Assuming that non MediaWiki emitters will use Event Platform, we can skip a lot of the complexities around automatically managing schemas and streams and broadcasting with MediaWiki.  Here are 2 possible options to achieve short term results.

Event bus MediaWiki receiving

[edit]

Doing this would open up a standard way for non MediaWiki emitters to transfer data into MediaWiki for serving product features.

  • Determine feasibility of PHP MediaWiki Kafka Consumer
  • Continue exploring the event bus MediaWiki receiving implementation
  • Implement DomainEvent event bus interfaces and support, integrated with (static) EventStreamConfig.

Implementing event bus MediaWiki receiving would allow non MediaWiki emitters to emit data in a way that is decoupled from the MediaWiki usage of that data.  
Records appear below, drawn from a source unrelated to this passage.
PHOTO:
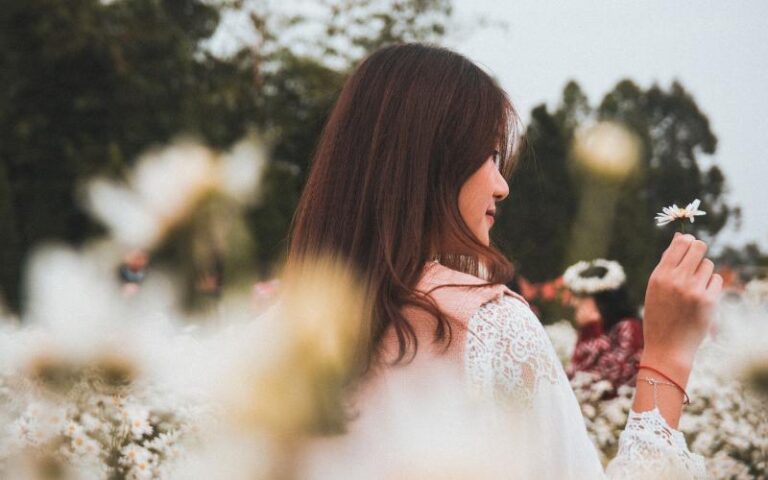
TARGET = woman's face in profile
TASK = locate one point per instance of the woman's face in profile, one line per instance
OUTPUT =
(585, 311)
(478, 197)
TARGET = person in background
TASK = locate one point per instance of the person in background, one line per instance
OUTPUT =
(610, 340)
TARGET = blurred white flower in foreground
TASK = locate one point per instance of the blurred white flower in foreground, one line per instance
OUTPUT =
(608, 149)
(670, 214)
(168, 184)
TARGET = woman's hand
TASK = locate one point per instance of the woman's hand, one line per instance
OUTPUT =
(682, 292)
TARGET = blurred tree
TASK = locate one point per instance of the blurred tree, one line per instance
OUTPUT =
(87, 85)
(538, 217)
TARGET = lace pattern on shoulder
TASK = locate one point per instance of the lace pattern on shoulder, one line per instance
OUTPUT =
(508, 354)
(650, 448)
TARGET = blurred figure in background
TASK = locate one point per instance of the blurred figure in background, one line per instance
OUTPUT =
(610, 341)
(133, 271)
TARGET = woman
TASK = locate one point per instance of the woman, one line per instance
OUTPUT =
(404, 187)
(610, 341)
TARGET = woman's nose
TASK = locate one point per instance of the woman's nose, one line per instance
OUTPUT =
(501, 189)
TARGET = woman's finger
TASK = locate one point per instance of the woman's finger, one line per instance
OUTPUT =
(715, 284)
(693, 257)
(704, 273)
(676, 250)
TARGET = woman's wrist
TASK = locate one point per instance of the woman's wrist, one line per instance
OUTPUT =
(675, 366)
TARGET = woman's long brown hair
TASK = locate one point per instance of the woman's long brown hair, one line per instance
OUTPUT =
(411, 125)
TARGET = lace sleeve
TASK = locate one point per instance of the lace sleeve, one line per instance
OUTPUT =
(649, 448)
(509, 356)
(508, 352)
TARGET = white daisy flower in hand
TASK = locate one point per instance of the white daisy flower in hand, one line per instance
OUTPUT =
(670, 214)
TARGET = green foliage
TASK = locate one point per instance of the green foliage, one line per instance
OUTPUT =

E.g. PageRevertRiskScore events could be emitted by LiftWing.  Those events could be consumed into the Data Lake, by Enterprise, or by MediaWiki for building product features like moderator tools.

The emitted event data would be reusable for many use cases, including those inside of MediaWiki.

Non MediaWiki job submission

[edit]

This would allow non MediaWiki emitters to push event data (or just jobs) into MediaWiki wiki sites directly.  This solution would support usage of generated data in MediaWiki, but it would not improve data reusability.

E.g. LiftWing, would have to emit multiple versions of PageRevertRiskScore event data, for Data Lake and Enterprise, and also as a job into each wiki where the data should be pushed.

Recommendation: explore both

[edit]

Both RPCs and events have their use cases, and their pros and cons.  

It may be possible to quickly implement non MediaWiki Job submission now, and the unknowns and complexities are limited.

Event bus MediaWiki receiving will be powerful, but there are still complexities and unknowns, and will likely be a lot of work.